On a stormy night in a small town, a convoy of trucks are in route to an unknown destination, and their package is a batch of barrels containing the chemical 245 Trioxin. One of the drivers, while smoking a joint and listening to music, is too distracted to notice some of the barrels falling out from the vehicle after hitting a bump in the road, which is then followed by one canister managing to roll off the road and into the river below. The next day, a young boy named Jesse (Michael Kenworthy) is given the chance to visit a clubhouse which belongs to a pair of neighborhood bullies. Said clubhouse is in the nearby cemetery, and when Jesse tries to flee and hide, the three find the container in a storm drain.

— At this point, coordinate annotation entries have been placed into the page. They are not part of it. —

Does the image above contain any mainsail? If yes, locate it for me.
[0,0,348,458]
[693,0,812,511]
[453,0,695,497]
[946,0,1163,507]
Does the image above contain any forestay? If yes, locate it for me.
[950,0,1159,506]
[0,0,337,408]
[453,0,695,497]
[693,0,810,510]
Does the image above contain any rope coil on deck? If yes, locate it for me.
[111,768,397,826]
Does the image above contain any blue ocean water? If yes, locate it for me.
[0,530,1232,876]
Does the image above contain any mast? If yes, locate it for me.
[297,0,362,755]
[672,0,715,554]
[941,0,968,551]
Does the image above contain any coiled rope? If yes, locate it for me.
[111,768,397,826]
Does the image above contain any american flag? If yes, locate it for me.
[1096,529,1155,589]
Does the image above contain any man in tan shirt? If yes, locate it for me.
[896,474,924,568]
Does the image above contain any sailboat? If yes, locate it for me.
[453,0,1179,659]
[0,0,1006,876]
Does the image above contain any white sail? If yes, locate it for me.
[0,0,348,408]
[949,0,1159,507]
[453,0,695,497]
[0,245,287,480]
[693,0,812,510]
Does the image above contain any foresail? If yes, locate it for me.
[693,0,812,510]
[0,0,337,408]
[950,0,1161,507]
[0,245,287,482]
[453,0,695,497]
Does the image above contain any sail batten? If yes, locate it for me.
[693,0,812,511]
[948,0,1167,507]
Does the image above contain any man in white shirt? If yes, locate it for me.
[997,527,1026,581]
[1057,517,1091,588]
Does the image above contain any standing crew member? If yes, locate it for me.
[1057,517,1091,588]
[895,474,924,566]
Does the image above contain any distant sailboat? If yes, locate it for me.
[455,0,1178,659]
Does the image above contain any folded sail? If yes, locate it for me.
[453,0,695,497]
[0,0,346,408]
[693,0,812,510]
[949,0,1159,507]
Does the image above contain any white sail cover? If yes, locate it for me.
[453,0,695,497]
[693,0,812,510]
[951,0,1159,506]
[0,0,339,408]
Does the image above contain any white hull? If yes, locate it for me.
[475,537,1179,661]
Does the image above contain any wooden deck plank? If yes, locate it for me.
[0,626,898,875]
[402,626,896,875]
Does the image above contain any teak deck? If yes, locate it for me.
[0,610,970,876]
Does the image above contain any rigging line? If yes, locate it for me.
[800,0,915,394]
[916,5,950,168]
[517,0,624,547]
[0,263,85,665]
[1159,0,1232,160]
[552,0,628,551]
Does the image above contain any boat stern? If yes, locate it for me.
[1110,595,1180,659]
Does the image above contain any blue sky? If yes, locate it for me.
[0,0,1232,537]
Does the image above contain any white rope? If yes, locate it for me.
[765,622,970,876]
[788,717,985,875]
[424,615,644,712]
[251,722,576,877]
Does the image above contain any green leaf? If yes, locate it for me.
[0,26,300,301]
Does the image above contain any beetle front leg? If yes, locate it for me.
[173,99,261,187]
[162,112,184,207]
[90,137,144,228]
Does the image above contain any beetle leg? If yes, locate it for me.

Seeing the number on the drum, Jesse insists that they should call it, but the two roughnecks have better ideas, and lock the kid in the mausoleum. While this is happening, a trio of graverobbers arrive to dig up and obtain the skulls buried within. The two men, Ed (James Karen) and Joey (Thom Matthews), head into the graveyard, while Joey's girlfriend Brenda (Suzanne Snyder) stays behind to watch the car. Jesse escapes and makes a mad dash home, while the two kids investigate the barrel and unwittingly release the gas from within, causing them to develop coughing fits and leave while the gas gets into the atmosphere and causes a storm. Jesse decides to head back to the cemetery to try and get the number, along the way, he visits the house of Billy (Thor Van Lingen), who is looking much more pale than before. He returns to the drain and gets the number, only to be confronted by the corpse from the barrel, which he easily dispatches of.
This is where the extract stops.